Por Nicolás Antonio Vásquez López Cronista
Me parece ver por estos días las aves caer del cielo sin control, estrépito, choque, colisión: ¡Pum! contra el suelo duro de hormigón. Caen de a una en una, arrastradas por los terrenos del reptil, desconocido hábitat, atarantadas por el golpazo seco, advenediza muerte terrestre y miserable. Las aves voladoras son animalitos bobalicones en la tierra; pierden la grácil elegancia del vuelo con brincos asustadizos a merced de la más vergonzosa imagen de precariedad. ¡Pum! ¡Cataplum! Avecilla verde iridiscente, agudísimo pico, frágil plumífero, nectarívoro empedernido… ¡Ahí estaba! En la mitad del paseo bajo la hermosura manta verde. Lo recogí, acogí, ascendí las escalas de la casa. Impávido, sin espanto, sin temperamental arrebato o sacudida —¿por qué no lo pone a libar?— no quiere, lo aprieta suavemente un gigante, presentándose groseramente a los botones recién florecidos del jardín. El colibrí puede tener en una actividad de vuelo de 500 a 1200 pulsaciones por minuto. En mi mano, se le quería salir el corazón por el pico; mi angustia crecía, no quería bajo ningún motivo su muerte. ¿Cómo soportar la muerte de una de las maravillas de la aviación natural? Nadie, hasta ahora, que yo sepa. Le he sentido el corazón casi estallar; estábamos enamorados. El mío, corazón ropavejero, a comparación con él, una piltrafa. Acaecido mi amor, comprendí, ¡aberrante! Nadie se puede enamorar de la libertad. Y lo solté.

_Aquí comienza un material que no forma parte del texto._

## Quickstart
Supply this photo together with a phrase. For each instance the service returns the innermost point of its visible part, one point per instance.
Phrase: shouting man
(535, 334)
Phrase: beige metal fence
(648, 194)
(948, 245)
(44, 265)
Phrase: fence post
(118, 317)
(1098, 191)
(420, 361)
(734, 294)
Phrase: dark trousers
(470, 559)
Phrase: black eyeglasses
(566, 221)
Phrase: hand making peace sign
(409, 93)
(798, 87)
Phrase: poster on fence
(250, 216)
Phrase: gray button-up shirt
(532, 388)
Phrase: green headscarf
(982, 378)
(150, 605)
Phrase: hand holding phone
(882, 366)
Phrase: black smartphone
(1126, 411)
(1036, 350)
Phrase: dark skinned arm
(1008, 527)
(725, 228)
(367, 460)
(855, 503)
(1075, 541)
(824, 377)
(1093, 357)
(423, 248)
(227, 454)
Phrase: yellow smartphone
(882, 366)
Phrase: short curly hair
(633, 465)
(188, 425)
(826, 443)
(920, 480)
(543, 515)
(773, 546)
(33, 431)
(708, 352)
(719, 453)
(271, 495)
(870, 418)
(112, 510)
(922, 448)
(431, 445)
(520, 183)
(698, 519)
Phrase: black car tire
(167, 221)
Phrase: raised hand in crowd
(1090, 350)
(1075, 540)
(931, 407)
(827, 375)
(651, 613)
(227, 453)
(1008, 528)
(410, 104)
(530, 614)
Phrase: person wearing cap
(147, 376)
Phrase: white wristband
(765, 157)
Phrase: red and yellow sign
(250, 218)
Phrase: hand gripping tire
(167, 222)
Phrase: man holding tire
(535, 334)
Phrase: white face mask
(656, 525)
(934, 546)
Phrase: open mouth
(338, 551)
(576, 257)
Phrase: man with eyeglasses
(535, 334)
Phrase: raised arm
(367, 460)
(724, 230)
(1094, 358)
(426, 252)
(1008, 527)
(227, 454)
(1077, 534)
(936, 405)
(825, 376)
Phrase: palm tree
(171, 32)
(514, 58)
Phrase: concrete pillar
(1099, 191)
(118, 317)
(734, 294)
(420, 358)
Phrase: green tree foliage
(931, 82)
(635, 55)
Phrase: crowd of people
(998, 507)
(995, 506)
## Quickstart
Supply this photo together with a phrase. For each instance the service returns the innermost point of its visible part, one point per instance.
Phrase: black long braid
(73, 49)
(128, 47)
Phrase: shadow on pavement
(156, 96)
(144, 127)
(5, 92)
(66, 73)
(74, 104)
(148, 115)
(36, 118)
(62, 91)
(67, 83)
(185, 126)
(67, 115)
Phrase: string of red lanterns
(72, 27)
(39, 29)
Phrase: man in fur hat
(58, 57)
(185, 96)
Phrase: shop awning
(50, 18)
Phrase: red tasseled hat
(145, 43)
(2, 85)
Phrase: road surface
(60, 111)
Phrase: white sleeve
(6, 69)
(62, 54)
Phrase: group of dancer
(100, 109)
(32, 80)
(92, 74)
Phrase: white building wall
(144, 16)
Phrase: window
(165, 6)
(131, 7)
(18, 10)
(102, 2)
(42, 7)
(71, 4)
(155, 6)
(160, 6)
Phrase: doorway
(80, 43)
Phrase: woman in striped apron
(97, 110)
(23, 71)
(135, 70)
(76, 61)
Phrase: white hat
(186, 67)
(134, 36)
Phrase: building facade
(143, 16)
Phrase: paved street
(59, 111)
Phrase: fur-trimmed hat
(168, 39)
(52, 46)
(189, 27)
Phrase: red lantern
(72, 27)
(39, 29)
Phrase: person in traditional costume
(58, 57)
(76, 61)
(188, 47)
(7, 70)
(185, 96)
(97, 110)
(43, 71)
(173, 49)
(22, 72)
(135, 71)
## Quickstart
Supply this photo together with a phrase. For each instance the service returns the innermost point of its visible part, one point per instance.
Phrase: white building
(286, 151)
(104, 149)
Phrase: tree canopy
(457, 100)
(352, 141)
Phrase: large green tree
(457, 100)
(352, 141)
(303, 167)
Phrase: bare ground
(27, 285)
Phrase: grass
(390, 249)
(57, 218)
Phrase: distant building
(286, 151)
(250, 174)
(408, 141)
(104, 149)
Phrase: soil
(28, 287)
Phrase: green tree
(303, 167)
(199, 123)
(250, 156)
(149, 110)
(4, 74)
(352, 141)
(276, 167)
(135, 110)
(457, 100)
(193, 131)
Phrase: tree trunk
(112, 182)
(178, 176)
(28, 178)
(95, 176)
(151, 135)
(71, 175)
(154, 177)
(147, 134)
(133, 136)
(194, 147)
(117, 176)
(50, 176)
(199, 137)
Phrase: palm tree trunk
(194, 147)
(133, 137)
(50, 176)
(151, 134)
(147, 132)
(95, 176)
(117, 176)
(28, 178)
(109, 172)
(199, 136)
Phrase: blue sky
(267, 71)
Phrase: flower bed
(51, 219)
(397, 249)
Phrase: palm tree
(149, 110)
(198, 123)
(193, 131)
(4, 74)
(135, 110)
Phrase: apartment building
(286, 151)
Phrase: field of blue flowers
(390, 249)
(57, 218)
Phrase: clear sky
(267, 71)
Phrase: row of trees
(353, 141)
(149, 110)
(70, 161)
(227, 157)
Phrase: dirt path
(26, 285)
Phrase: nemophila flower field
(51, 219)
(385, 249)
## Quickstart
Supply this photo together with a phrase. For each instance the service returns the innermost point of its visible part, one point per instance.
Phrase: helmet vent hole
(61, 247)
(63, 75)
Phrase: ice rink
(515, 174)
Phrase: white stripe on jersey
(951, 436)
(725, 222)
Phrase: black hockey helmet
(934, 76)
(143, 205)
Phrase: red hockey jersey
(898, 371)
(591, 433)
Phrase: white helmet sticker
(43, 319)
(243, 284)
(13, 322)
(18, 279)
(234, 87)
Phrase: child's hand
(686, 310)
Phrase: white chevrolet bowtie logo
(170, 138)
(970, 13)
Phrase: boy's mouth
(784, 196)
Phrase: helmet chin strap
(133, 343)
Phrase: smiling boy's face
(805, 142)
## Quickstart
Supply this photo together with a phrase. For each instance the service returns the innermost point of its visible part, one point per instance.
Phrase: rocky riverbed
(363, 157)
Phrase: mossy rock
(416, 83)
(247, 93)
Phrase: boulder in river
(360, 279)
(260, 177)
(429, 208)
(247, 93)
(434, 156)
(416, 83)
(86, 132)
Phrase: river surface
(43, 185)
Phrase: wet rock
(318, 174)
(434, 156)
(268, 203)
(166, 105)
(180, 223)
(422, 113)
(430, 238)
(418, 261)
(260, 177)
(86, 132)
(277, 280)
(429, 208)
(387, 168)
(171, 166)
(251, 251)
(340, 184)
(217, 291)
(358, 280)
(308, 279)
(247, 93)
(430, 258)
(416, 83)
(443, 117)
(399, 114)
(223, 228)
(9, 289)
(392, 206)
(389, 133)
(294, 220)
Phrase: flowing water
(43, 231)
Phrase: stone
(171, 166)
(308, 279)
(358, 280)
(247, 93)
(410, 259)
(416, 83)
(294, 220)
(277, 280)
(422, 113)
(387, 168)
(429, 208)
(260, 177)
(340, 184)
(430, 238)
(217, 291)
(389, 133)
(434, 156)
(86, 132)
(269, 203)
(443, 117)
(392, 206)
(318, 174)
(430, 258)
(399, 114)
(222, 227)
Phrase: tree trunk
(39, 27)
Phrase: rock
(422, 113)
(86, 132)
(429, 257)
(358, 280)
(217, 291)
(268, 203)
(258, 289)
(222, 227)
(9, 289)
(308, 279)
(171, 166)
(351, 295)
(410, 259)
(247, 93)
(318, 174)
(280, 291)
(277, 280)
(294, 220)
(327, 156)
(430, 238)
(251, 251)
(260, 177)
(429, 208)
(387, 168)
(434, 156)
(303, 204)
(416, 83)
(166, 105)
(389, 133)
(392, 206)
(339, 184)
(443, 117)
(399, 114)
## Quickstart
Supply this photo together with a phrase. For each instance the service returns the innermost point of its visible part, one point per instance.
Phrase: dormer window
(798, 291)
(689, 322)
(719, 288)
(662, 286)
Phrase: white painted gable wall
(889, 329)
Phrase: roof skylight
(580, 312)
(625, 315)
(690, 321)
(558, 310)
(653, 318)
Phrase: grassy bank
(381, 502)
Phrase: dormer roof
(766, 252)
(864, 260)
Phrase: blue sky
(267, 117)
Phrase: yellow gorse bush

Por mi cabeza cruzó el ariete ruín de la pertenencia; me creí su dueño: “el primero en encontrar, se lo queda”, maldito sentimiento de posesión. Nadie es de nadie, ni siquiera uno. Cualesquiera lo puede corroborar, apenas con sus manos coja un escurridizo colibrí. Fue una relación tormentosa, aunque sólo duró minutos. La ruidosa incompatibilidad arrecia: el primer testarazo, el segundo fue la disparidad de cuerpos y el tercero, simplemente yo; soy una especie bípeda que sueña volar y ella una especie surcadora de cielos. Todo mal. Mientras abría lentamente la mano pensaba… ¡Ja! Estúpido, ¿voluntariamente?… ¡Qué va! Salió expedida con una velocidad ultrasónica y sus alas zumbaron alegremente hasta difuminarse en aquel avioncito de colores. El corazón me duró roto lo que dura un parpadeo; no pudo ser de otra forma, los colibríes sólo se pueden permitir instantes de amor, así estos sean a la fuerza. De inmediato, en mi magín, cabeciduro, fabulé una historia de persecución aérea. Imagínese un hombre convertirse en colibrí para perseguir una ensoñación, y buscar, buscar… empedernidamente y ver, por fin, a ese colibrí en manos de otro hombre. Sin control, frenesí, estalló un corazón de colibrí.
Corazón de colibrí, 21 de junio de 2025.